Температура жидкого азота — минус 150 градусов.
Накатило…
Я оказалась дома около полуночи. Пришлось прочистить желудок. Рвота попала в нос. Отвратительное ощущение. Пока я с ним боролась, с полочки в ванной на раковину упал пузырек с туалетной водой. Я стояла, смотрела на треснувшую раковину и вдруг впервые поняла, что человек чувствует, когда случается сильное желание покончить разом со всем. Это же восхитительно — можно напоследок даже натворить что-нибудь запретное. Можно все, если завтра — конец. Сама выбираешь время и место.
Накатило…
Телефон разрывался.
Не возьму, пока не вымоюсь как следует.
А теперь не возьму, пока не выпью чаю. Отключить его, что ли? Я стала думать о телефонном шнуре как о пуповине, протянутой от меня к некоторым близким людям и к целой толпе совершенно посторонних, плохо меня знающих и понимающих людей. Пока думала, телефон замолчал. Тогда я взяла трубку и позвонила маме — первому и единственному в данный момент претенденту на другой конец моей пуповины.

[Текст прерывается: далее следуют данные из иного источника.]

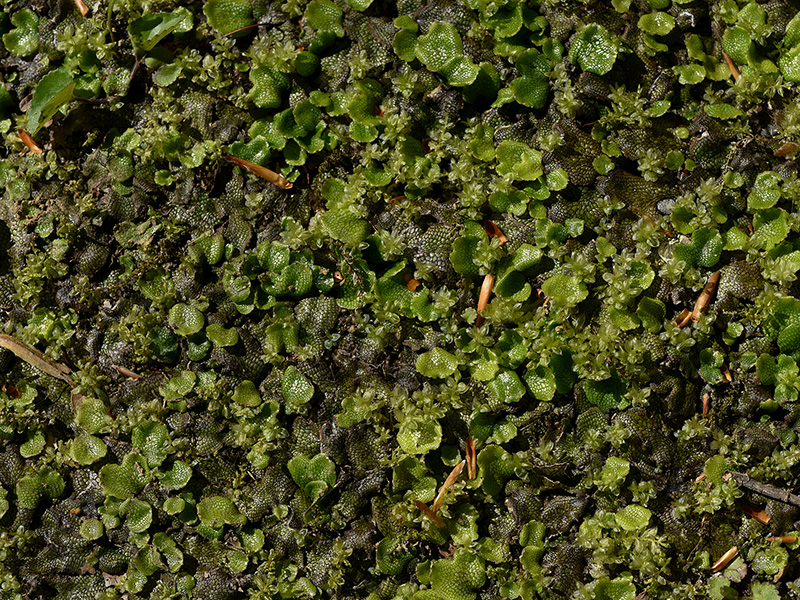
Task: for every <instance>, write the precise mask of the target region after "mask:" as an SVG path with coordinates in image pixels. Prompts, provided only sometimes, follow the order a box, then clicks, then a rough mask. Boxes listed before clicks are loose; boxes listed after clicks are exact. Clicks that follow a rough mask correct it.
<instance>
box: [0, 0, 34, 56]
mask: <svg viewBox="0 0 800 600" xmlns="http://www.w3.org/2000/svg"><path fill="white" fill-rule="evenodd" d="M11 23H12V24H13V25H14V29H12V30H11V31H9V32H8V33H6V34H4V35H3V44H4V45H5V47H6V49H7V50H8V51H9V52H12V53H13V54H16V55H17V56H30V55H31V54H33V53H34V52H36V50H37V49H38V48H39V17H38V16H36V13H35V12H33V11H32V10H31V9H29V8H23V9H22V10H18V11H17V12H15V13H14V14H13V15H11Z"/></svg>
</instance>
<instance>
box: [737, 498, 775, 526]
mask: <svg viewBox="0 0 800 600" xmlns="http://www.w3.org/2000/svg"><path fill="white" fill-rule="evenodd" d="M739 508H741V509H742V512H743V513H744V514H746V515H747V516H748V517H752V518H754V519H755V520H756V521H758V522H759V523H761V524H762V525H768V524H769V515H768V514H767V512H766V511H765V510H764V509H763V508H759V507H758V506H755V505H753V504H748V503H747V502H740V503H739Z"/></svg>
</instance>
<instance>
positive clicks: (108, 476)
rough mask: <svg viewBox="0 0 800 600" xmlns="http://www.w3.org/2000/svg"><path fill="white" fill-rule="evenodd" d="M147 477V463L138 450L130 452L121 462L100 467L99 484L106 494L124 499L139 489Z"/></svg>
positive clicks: (141, 485) (122, 499)
mask: <svg viewBox="0 0 800 600" xmlns="http://www.w3.org/2000/svg"><path fill="white" fill-rule="evenodd" d="M148 480H149V477H148V475H147V463H146V461H145V458H144V457H143V456H142V455H141V454H139V453H138V452H130V453H128V454H126V455H125V457H124V458H123V459H122V463H121V464H118V465H117V464H110V465H105V466H103V467H102V468H101V469H100V484H101V485H102V486H103V491H104V492H105V493H106V495H108V496H113V497H114V498H119V499H120V500H125V499H127V498H130V497H131V496H133V495H134V494H136V493H138V492H139V491H141V489H142V488H143V487H144V486H145V484H146V483H147V481H148Z"/></svg>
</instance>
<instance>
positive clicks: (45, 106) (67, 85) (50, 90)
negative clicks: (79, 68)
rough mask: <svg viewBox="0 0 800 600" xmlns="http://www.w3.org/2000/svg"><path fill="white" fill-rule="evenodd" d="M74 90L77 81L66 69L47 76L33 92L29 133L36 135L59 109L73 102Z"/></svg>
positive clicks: (56, 71)
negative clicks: (67, 102) (71, 101)
mask: <svg viewBox="0 0 800 600" xmlns="http://www.w3.org/2000/svg"><path fill="white" fill-rule="evenodd" d="M74 89H75V81H74V80H73V79H72V75H70V74H69V72H68V71H67V70H66V69H63V68H62V69H56V70H55V71H51V72H50V73H48V74H47V75H45V76H44V77H43V78H42V80H41V81H40V82H39V84H38V85H37V86H36V89H35V90H34V91H33V99H32V100H31V105H30V107H29V108H28V133H30V134H31V135H36V132H37V131H39V129H41V128H42V126H43V125H44V124H45V123H47V121H49V120H50V119H51V118H52V116H53V115H55V114H56V112H58V109H59V108H61V107H62V106H63V105H65V104H66V103H67V102H69V101H71V100H72V98H73V95H72V91H73V90H74Z"/></svg>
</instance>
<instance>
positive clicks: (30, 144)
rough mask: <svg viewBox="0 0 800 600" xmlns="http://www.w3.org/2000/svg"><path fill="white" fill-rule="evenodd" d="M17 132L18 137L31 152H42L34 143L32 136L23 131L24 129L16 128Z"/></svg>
mask: <svg viewBox="0 0 800 600" xmlns="http://www.w3.org/2000/svg"><path fill="white" fill-rule="evenodd" d="M17 134H19V137H20V138H22V141H23V142H25V145H26V146H27V147H28V150H30V151H31V152H35V153H36V154H41V153H42V149H41V148H39V146H37V145H36V142H34V141H33V138H32V137H31V136H30V134H29V133H28V132H27V131H25V130H24V129H17Z"/></svg>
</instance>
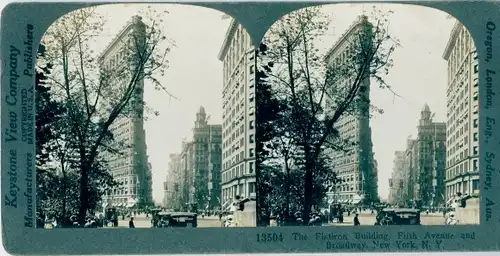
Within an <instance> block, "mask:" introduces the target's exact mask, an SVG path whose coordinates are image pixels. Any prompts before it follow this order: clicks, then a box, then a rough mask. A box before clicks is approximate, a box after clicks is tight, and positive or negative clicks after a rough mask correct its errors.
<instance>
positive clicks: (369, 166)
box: [325, 16, 378, 204]
mask: <svg viewBox="0 0 500 256" xmlns="http://www.w3.org/2000/svg"><path fill="white" fill-rule="evenodd" d="M371 28H372V24H371V23H369V21H368V18H367V17H366V16H360V18H359V19H358V20H357V21H356V22H354V24H353V25H352V26H351V27H350V28H349V29H348V30H347V32H346V33H344V35H343V36H342V37H341V39H340V40H339V41H338V42H337V43H336V44H335V45H334V46H333V47H332V49H331V50H330V51H329V52H328V53H327V55H326V58H325V60H326V62H327V63H328V64H329V65H332V66H336V65H338V66H341V65H346V63H349V64H350V63H351V62H352V56H353V54H354V53H355V52H356V51H357V49H356V47H359V45H358V44H356V42H358V36H359V34H360V33H367V36H368V37H369V36H371V33H372V32H371ZM353 42H354V43H353ZM353 79H354V78H353V77H346V78H345V79H344V81H340V82H339V83H341V84H343V85H344V86H349V85H350V84H352V82H353ZM361 83H362V85H361V87H362V89H361V90H360V94H359V96H358V98H357V99H356V100H355V102H356V104H355V105H356V106H355V108H356V109H355V111H353V112H352V113H351V112H350V113H346V114H344V115H343V116H342V117H341V118H340V119H339V120H338V122H337V123H336V124H335V128H336V129H338V131H339V133H340V137H341V138H342V139H346V140H350V141H351V142H354V143H355V145H354V146H350V147H349V148H348V149H349V151H348V152H346V153H344V152H333V153H332V157H333V159H334V166H335V168H336V171H337V174H338V176H339V177H340V178H341V180H344V182H342V183H341V184H338V185H337V186H336V188H335V190H336V191H335V193H336V194H337V195H336V196H335V197H336V198H337V200H338V201H340V202H351V203H354V204H356V203H359V202H360V201H365V202H367V203H369V202H374V201H378V187H377V168H376V161H375V159H374V154H373V150H372V147H373V146H372V139H371V128H370V116H369V101H370V96H369V95H370V79H369V78H368V77H367V78H366V79H364V80H363V81H362V82H361ZM330 100H331V99H328V100H327V101H326V108H327V109H328V108H329V105H331V102H330ZM358 102H359V104H357V103H358Z"/></svg>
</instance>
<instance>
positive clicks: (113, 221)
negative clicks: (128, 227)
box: [113, 214, 118, 227]
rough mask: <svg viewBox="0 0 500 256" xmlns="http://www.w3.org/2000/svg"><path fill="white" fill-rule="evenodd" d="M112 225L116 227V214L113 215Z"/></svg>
mask: <svg viewBox="0 0 500 256" xmlns="http://www.w3.org/2000/svg"><path fill="white" fill-rule="evenodd" d="M113 227H118V215H116V214H115V215H113Z"/></svg>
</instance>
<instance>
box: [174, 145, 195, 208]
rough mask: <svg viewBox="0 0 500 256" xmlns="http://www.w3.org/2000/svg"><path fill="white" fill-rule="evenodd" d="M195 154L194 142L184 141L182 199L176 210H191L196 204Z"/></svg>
mask: <svg viewBox="0 0 500 256" xmlns="http://www.w3.org/2000/svg"><path fill="white" fill-rule="evenodd" d="M195 156H196V155H195V153H194V146H193V142H188V141H183V142H182V149H181V175H180V181H179V184H180V185H181V186H180V191H181V193H180V198H179V200H178V202H179V203H178V205H177V207H176V209H179V210H183V211H186V210H190V209H189V208H190V205H193V204H194V202H195V199H194V195H195V188H194V185H195V184H194V178H195V176H196V173H195V171H196V169H195Z"/></svg>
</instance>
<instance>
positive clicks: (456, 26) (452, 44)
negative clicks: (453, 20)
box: [443, 20, 462, 60]
mask: <svg viewBox="0 0 500 256" xmlns="http://www.w3.org/2000/svg"><path fill="white" fill-rule="evenodd" d="M461 27H462V24H461V23H460V22H459V21H458V20H457V21H455V25H453V29H452V30H451V33H450V38H449V39H448V43H446V47H445V48H444V53H443V59H445V60H448V59H449V58H450V55H451V52H452V50H453V48H454V47H455V43H456V42H457V38H458V34H459V33H458V32H460V28H461Z"/></svg>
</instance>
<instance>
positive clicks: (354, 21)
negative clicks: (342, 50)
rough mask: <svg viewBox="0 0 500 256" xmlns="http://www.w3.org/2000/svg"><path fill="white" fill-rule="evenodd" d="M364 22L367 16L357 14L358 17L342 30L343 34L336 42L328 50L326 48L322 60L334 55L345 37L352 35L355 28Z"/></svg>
mask: <svg viewBox="0 0 500 256" xmlns="http://www.w3.org/2000/svg"><path fill="white" fill-rule="evenodd" d="M365 22H367V17H366V16H365V15H361V16H359V17H358V19H356V21H354V23H352V25H351V26H350V27H349V28H348V29H347V31H346V32H344V34H342V36H341V37H340V39H339V40H338V41H337V43H335V44H334V45H333V47H332V48H330V50H328V52H327V53H326V55H325V57H324V60H325V61H328V60H329V59H330V57H331V56H332V55H334V54H335V53H336V52H337V50H338V49H339V48H340V47H341V46H342V45H344V43H345V41H346V40H347V38H349V36H350V35H352V34H353V33H354V32H355V30H356V29H357V28H358V27H359V26H360V25H362V24H364V23H365Z"/></svg>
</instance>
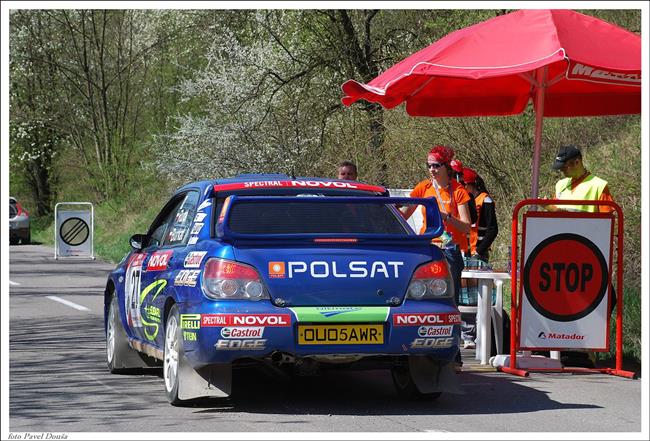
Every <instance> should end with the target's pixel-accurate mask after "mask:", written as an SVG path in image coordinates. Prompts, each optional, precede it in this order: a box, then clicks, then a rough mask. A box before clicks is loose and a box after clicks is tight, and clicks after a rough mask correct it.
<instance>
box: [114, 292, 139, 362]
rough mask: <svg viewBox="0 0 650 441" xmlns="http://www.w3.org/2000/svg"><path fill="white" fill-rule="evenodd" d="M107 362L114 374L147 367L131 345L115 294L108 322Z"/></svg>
mask: <svg viewBox="0 0 650 441" xmlns="http://www.w3.org/2000/svg"><path fill="white" fill-rule="evenodd" d="M106 360H107V363H108V370H109V371H110V372H111V373H112V374H119V373H129V371H133V370H135V369H140V368H144V367H147V364H146V363H145V362H144V360H143V359H142V357H141V356H140V354H139V353H138V352H137V351H135V350H134V349H133V348H131V346H130V345H129V338H128V337H127V335H126V331H125V330H124V327H123V326H122V321H121V320H120V310H119V306H118V304H117V295H115V293H113V295H112V296H111V303H110V305H109V307H108V317H107V320H106Z"/></svg>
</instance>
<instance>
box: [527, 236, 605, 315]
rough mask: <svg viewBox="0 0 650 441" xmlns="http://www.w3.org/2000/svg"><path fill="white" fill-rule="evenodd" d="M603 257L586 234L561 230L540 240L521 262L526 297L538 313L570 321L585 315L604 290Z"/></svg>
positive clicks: (604, 276) (596, 301)
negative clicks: (557, 233) (526, 257)
mask: <svg viewBox="0 0 650 441" xmlns="http://www.w3.org/2000/svg"><path fill="white" fill-rule="evenodd" d="M607 276H608V267H607V261H606V260H605V257H604V256H603V254H602V252H601V251H600V249H599V248H598V247H597V246H596V245H595V244H594V243H593V242H592V241H590V240H589V239H587V238H586V237H583V236H580V235H578V234H573V233H561V234H556V235H555V236H551V237H548V238H546V239H545V240H543V241H542V242H540V243H539V244H538V245H537V246H536V247H535V248H534V249H533V250H532V251H531V253H530V255H529V256H528V259H527V260H526V264H525V266H524V274H523V283H524V288H525V293H526V298H527V299H528V301H529V302H530V304H531V306H532V307H533V308H534V309H535V311H537V312H538V313H539V314H541V315H542V316H544V317H546V318H549V319H551V320H555V321H558V322H571V321H575V320H578V319H580V318H582V317H585V316H587V315H589V314H590V313H591V312H592V311H593V310H594V309H596V307H598V305H599V304H600V302H601V301H602V300H603V298H604V297H605V294H606V293H607V285H608V284H607V281H608V277H607Z"/></svg>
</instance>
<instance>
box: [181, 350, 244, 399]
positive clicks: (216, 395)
mask: <svg viewBox="0 0 650 441" xmlns="http://www.w3.org/2000/svg"><path fill="white" fill-rule="evenodd" d="M231 391H232V365H231V364H220V365H209V366H204V367H201V368H198V369H194V368H193V367H192V365H191V364H190V363H189V361H188V360H187V358H186V357H185V355H181V356H180V360H179V363H178V398H179V399H181V400H192V399H194V398H207V397H217V398H219V397H221V398H223V397H228V396H230V393H231Z"/></svg>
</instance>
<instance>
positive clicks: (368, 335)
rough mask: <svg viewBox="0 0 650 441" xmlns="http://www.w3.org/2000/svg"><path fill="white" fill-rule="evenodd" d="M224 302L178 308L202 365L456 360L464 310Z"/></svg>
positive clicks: (190, 348) (186, 337)
mask: <svg viewBox="0 0 650 441" xmlns="http://www.w3.org/2000/svg"><path fill="white" fill-rule="evenodd" d="M224 303H225V302H215V303H214V304H212V305H205V304H201V305H189V304H185V305H179V306H181V329H182V334H183V337H182V338H183V348H184V351H185V354H186V356H187V358H188V360H189V361H190V362H191V363H192V365H193V366H194V367H195V368H198V367H200V366H204V365H207V364H212V363H231V362H233V361H235V360H237V359H241V358H256V359H261V358H265V357H267V356H270V355H271V354H274V353H282V354H288V355H290V356H293V357H296V358H301V357H312V356H319V357H327V356H335V355H338V356H341V357H342V358H350V357H345V356H352V355H361V356H364V357H365V356H376V355H389V356H403V355H411V354H419V355H429V356H433V357H434V358H436V359H440V360H445V361H451V360H453V359H454V357H455V356H456V353H457V351H458V345H459V338H460V313H459V312H458V309H457V308H456V307H455V306H454V305H453V304H450V303H446V302H441V301H410V302H405V303H404V304H402V305H401V306H398V307H390V308H389V307H373V308H363V307H340V308H336V307H322V308H278V307H275V306H273V305H272V304H271V303H270V302H256V303H253V302H230V303H229V304H228V308H227V309H226V308H224ZM355 308H356V309H355ZM319 311H320V313H319ZM319 316H320V317H319ZM332 340H336V341H337V342H336V343H335V342H332Z"/></svg>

— Ну где тебя носит?! — закричала она, захлебываясь от волнения. — Тебя все ищут. Приезжала дочь Анны, она не может найти мать. И Аквиния тоже пропала!
— Успокойся, эти милые дамы нигде не пропадут.
— Но ведь пропали же! Аквиния должна была утром улететь в Америку! У ее внука жена рожает, она очень ждала этого. У Анны тоже было какое-то сложное дело, их нет нигде!
— К тебе приходила дочь Анны?
— Да, знаешь, она такая странная… Но это потом, при встрече. Ты должна сюда приехать.
— О, нет! Что я могу сделать? Объявить их в международный розыск?
— Понимаешь. — Мама понизила голос и перешла на заговорщицкий тон. — Дочь Анны спрашивала, не знаю ли я, где находится квартира Аквинии! Я сказала, что узнаю у тебя.